Sucedera-lhe a idade de prata, semi-deuses,
que pela incontinência ou desmedida (hybris),
abandonaram o culto e o respeito, declínio:
a idade de bronze, era de heróis:
um Zeus, dois Prometeu, três Hércules.

Aquilo dizia muito,
noutro contexto talvez nada dissesse.

Lágrimas aos olhos, voz embargada
nas últimas linhas.

Os olhos de meu pai cegos a fitar o nada
também brilhavam.

"Filho"?
"Estou aqui, não me vês"?
"Não vejo nada, que coisa bonita".
Logo quis saber o que lhe sucedera.
Reconstituiu tudo de memória,
até o fio falhar, até uma sexta-feira,
quando lera o jornal a vez derradeira.

Era-lhe imprecindível saber a quantas
perdera o fio da consciência, repetiu,
e repetiu, havia um lapso, isso lhe oprimia,
era-lhe insuportável.

Tentei acalmá-lo, complementando-lhe
com o que pouco ou nada sabia, até que
tudo fez sentido e disse:
"Quiseram me matar".

Lembro que mês antes de falecer
ao encontramos-nos de quando em quando,
falara de sua idéia de monografia de conclusão
do curso de filosofia, tema: religião.
Problema: a concepção do deus vingativo e ciumento
no Antigo Testamento.
Pedira-me que o ajudasse.
Eu sempre absorvido em meus projetos,
ficara surpreso com aquilo, não surpreso
pelo que era um historiador.

Um mês antes, com o tio que fora o ensejo da conversa,
houvera confessado a fraqueza, entregara os pontos.
"Naquele momento ele jogou a toalha"
- confessou-me o que sentira.

Disse-me a ele que já vivera muito,
já vivera tudo o que houvera de viver,
seus filhos se encaminhavam para a vida,
haveria de levar no peito certa leveza;
a sua lucidez me insultava.

Não é que detestasse a vida e desejasse a morte,
a vida tornara-lhe um fardo pesado demais
a carregar, a morto tornara-se oblívio das dores.

Lembro de uma foto sua no calçadão de Copacabana...

Ganhar peso era sua obsessão,
pois desde a diabetes (causae mortis),
só o perdera.

A lúcida luz da morte.

Do dia em que "entregou os pontos"
até a morte contaram-se trinta dias.

Uma semana antes, bebericava
(causae mortis) escondido,
pela casa de minha avó,
madrugada a dentro,
rigor de insônia
compartilhada
por ela,
a própria personificação da natureza
que vivera para enterrar seus filhos.

Levaria de meu pai,
a vida adentro, três preceitos:

"Aprender com o erros dos outros,
é preferível a aprender com os próprios".

"Faça o que digo, não o que faço" - ironia.

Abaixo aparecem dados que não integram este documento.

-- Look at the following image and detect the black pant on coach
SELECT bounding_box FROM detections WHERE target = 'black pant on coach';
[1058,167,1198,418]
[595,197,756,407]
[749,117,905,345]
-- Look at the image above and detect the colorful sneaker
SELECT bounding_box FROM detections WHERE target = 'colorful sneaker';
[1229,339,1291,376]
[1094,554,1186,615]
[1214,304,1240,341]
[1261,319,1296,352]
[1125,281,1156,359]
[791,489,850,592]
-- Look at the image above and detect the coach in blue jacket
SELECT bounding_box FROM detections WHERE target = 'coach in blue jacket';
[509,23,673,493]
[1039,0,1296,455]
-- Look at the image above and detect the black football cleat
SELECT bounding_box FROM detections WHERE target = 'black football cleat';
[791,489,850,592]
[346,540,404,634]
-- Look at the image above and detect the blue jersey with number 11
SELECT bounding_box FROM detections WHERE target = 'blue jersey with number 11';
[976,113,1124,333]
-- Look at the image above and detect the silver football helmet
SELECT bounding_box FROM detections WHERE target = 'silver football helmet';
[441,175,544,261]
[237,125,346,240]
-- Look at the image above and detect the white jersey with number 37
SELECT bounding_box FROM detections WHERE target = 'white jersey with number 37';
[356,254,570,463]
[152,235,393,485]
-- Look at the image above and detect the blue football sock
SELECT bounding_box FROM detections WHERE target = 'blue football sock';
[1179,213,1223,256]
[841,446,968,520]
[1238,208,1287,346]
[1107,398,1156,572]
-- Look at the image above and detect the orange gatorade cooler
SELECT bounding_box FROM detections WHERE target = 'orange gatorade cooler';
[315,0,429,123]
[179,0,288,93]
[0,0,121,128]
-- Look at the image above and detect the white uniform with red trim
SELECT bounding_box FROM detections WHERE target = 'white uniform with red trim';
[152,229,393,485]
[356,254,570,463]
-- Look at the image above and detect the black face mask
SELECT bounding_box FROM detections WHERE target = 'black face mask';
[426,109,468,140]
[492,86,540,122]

"És responsável por aquele que cativas".

Muitas memórias de ele vivo,
em um jardim florido com minha irmã
ao colo, ambos descabelados...

Peixes, livros, vida e obra.
Flores, pássaros, a vida cobra.

O silêncio lá fora e na alma a ausência
de sentido às brigas que na natureza
das idades aflora, instantes de vida postergada.

Ausência de sentido - remendo e desatino.